By ADEDEJI ADEYEMI FAKOREDE
IT has being estimated that the Nigeria government and other nations would need fresh investment of about N112.5bn to make internet available to his citizenry.
This is according to the United Nations Broadband Commission for Sustainable Development, which disclosed that currently, about 1.5 billion people have been identified still lacking access to the Internet, with majority residing in Africa.
In Nigeria, out of the estimated 180 million people, the Nigerian Communications Commission (NCC) claimed that there are 92 million Internet users. This is even as the country has crossed the 100 per cent teledensity mark and can boast of over 145 million active telephone subscribers.
The UN body noted that if the gaps must be bridged adequately, governments of respective countries must have policies that will drive growth. It disclosed that most of the N112 billion investments would be delivered by the private sector, stressing that investment-friendly enabling policy environment is a crucial ingredient in bringing everyone online.
Already, Nigeria, whose broadband penetration is currently at 10 per cent, has initiated plan to increase it to 30 per cent in another two years, through the National Broadband Plan.
But there have been several skepticisms about the realization of this plan scheduled to materialise by 2018.
According to the Chairman of the Association of Licensed Telecommunications Operators of Nigeria (ALTON), Gbenga Adebayo, it is impossible for the country to meet that target.
He said there are many issues that have been positioned to stall the realization.
Adebayo noted the cost of procurement of right of way is not cheap, stressing that operators continue to buy right of way at very exorbitant rates from local, state and federal governments and access to forex has been a major challenged.
He further stated that the additional nine per cent communication service tax on the user, how would we achieve the 30 per cent broadband target? What is the incentive?
“What is the motivation for those who will provide the service and what is the motivation for those who will consume? So, if the government is talking about access and penetration by 30 per cent by 2018, I think with the current dynamics, it would be a tough one. Government must do more if they want to achieve the target. They must address all the barriers that hinder rapid rollout”, he stated.
The UN informed that 4.2 billion people (or 57 per cent of the world’s population) are offline for a wide range of reasons, but often also because the necessary connectivity is not present or not affordable.
According to it, Information and Communication Technologies (ICTs) are vital enablers of the three pillars of sustainable development economic development, social development and environmental protection.
The Broadband Commission stressed that governments must strive to shape and create the inclusive world of 2030 and to connect the unconnected, drawing on ICTs and digital e-skills as key to enabling inclusion, economic growth and development, often through mobile broadband in the access network.
The UN body informed that in developing countries, broadband can help meet the basic needs of food, water and energy, adding that ICT infrastructure can help improve the supply chain and distribute food more efficiently and effectively, avoiding wastage.

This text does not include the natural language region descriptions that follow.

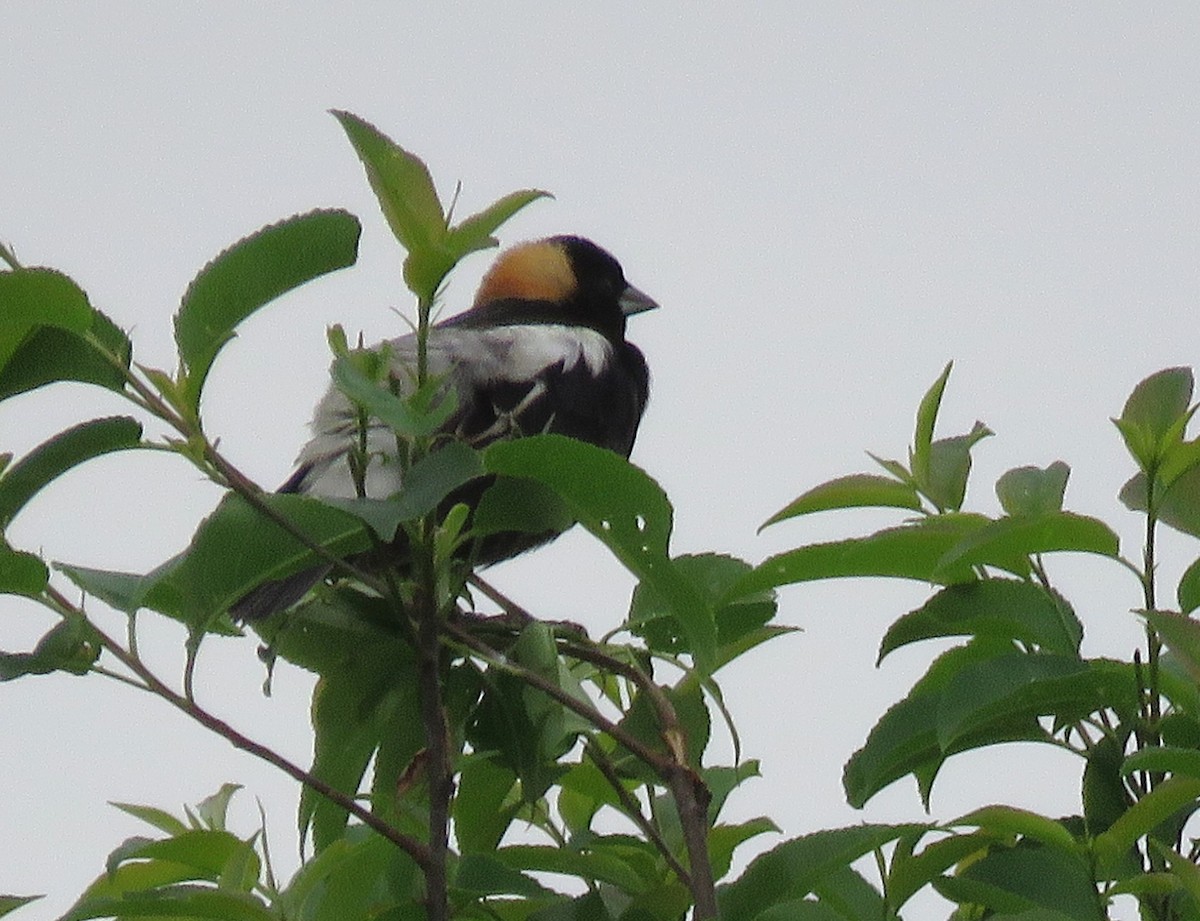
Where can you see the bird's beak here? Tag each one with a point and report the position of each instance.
(634, 301)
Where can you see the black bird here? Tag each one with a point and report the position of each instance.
(543, 349)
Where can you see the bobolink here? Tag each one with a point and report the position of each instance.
(541, 349)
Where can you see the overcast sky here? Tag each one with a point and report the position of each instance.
(829, 202)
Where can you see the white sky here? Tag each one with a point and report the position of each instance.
(828, 200)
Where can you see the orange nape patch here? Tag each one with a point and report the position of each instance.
(537, 271)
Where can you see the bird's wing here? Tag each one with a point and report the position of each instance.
(508, 380)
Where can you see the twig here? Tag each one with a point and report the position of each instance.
(687, 788)
(438, 768)
(634, 810)
(415, 849)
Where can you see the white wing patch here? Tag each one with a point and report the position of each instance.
(522, 353)
(471, 359)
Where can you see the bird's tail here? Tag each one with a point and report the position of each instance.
(276, 595)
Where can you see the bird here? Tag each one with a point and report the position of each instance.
(543, 349)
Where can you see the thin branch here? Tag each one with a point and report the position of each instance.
(688, 789)
(415, 849)
(648, 756)
(634, 811)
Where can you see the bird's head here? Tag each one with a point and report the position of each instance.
(570, 276)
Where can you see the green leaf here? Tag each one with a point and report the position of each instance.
(361, 876)
(724, 840)
(642, 723)
(801, 909)
(857, 491)
(1105, 796)
(927, 417)
(1024, 686)
(72, 645)
(1188, 591)
(51, 354)
(1008, 820)
(409, 202)
(1153, 411)
(714, 575)
(528, 729)
(365, 705)
(237, 548)
(910, 872)
(35, 298)
(1033, 489)
(151, 816)
(622, 506)
(911, 552)
(599, 865)
(120, 590)
(1181, 634)
(849, 892)
(1177, 506)
(249, 275)
(401, 414)
(214, 810)
(11, 903)
(949, 467)
(1170, 796)
(1008, 543)
(484, 806)
(1009, 609)
(796, 867)
(1163, 759)
(475, 232)
(1185, 871)
(47, 462)
(907, 740)
(1029, 882)
(181, 901)
(204, 852)
(481, 874)
(22, 573)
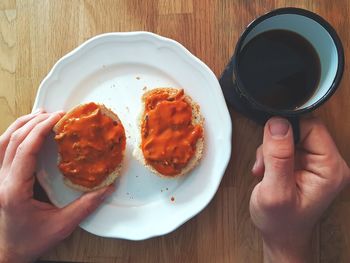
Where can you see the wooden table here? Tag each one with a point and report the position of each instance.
(36, 33)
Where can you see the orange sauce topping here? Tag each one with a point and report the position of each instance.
(168, 136)
(91, 146)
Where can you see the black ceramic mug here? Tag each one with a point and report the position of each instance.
(325, 41)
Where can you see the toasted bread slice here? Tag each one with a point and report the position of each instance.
(112, 176)
(197, 119)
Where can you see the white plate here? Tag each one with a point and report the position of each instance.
(114, 69)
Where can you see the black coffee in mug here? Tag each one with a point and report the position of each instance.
(286, 63)
(280, 69)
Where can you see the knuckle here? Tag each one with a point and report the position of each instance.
(280, 164)
(273, 202)
(20, 150)
(14, 137)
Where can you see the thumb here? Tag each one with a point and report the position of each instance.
(278, 154)
(71, 215)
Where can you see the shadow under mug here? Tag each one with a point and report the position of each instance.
(327, 45)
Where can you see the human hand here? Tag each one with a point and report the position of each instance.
(298, 185)
(29, 227)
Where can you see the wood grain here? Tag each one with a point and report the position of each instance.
(34, 34)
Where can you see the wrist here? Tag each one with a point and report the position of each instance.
(287, 251)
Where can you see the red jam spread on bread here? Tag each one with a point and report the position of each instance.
(90, 144)
(168, 136)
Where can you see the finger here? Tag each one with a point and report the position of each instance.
(70, 216)
(315, 138)
(25, 159)
(18, 137)
(278, 154)
(259, 167)
(5, 137)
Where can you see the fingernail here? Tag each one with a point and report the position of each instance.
(278, 127)
(255, 165)
(37, 111)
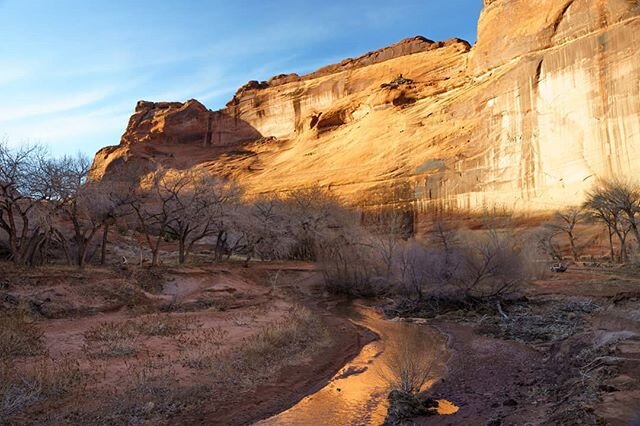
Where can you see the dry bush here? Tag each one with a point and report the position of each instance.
(149, 279)
(489, 265)
(353, 267)
(152, 394)
(201, 348)
(164, 325)
(111, 340)
(48, 379)
(407, 366)
(259, 355)
(19, 336)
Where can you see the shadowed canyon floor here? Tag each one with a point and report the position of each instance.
(528, 118)
(569, 352)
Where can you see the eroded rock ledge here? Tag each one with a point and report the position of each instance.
(546, 102)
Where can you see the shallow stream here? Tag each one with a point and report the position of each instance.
(357, 395)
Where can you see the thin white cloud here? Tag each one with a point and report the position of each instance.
(63, 103)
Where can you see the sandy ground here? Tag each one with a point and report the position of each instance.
(229, 299)
(498, 381)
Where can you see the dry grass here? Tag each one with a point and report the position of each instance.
(111, 340)
(122, 339)
(165, 325)
(19, 336)
(47, 379)
(407, 367)
(275, 345)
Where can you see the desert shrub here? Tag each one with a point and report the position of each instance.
(21, 388)
(149, 279)
(274, 345)
(407, 365)
(489, 265)
(19, 336)
(201, 347)
(353, 267)
(111, 340)
(164, 325)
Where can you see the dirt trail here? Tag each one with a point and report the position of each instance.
(227, 301)
(591, 376)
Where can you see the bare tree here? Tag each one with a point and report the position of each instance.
(490, 266)
(23, 200)
(626, 197)
(154, 206)
(199, 209)
(82, 204)
(312, 214)
(611, 203)
(565, 222)
(407, 365)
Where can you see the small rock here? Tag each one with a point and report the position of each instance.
(510, 403)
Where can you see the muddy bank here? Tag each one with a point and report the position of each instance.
(568, 353)
(292, 383)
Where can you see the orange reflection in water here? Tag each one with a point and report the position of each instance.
(446, 408)
(358, 394)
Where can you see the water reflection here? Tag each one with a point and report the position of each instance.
(357, 395)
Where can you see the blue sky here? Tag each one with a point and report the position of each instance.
(71, 71)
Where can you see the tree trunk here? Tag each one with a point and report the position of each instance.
(636, 232)
(103, 248)
(574, 250)
(181, 251)
(612, 253)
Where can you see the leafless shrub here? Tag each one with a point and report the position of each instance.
(353, 268)
(565, 222)
(491, 266)
(23, 387)
(254, 361)
(617, 205)
(407, 366)
(111, 340)
(201, 347)
(19, 336)
(164, 325)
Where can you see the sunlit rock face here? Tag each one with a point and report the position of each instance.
(547, 101)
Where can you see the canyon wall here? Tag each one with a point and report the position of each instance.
(545, 103)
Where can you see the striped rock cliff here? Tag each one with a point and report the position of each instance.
(546, 102)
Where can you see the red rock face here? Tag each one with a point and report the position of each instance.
(547, 101)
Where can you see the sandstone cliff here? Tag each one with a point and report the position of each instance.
(547, 101)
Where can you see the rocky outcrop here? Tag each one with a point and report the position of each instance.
(546, 102)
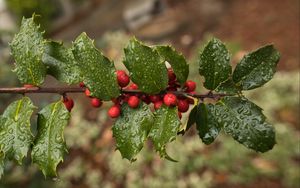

According to the body, broadband infrastructure is the cornerstone to build smarter and more resilient cities, enhancing the inclusiveness and sustainability of the urban space.
The commission noted that a body of research and evidence suggested that broadband can add to Gross Domestic Product (GDP); help create innovation and new jobs in new products and services (such as web marketing and start-ups), advance financial inclusion and improve labour and agricultural productivity and energy efficiency.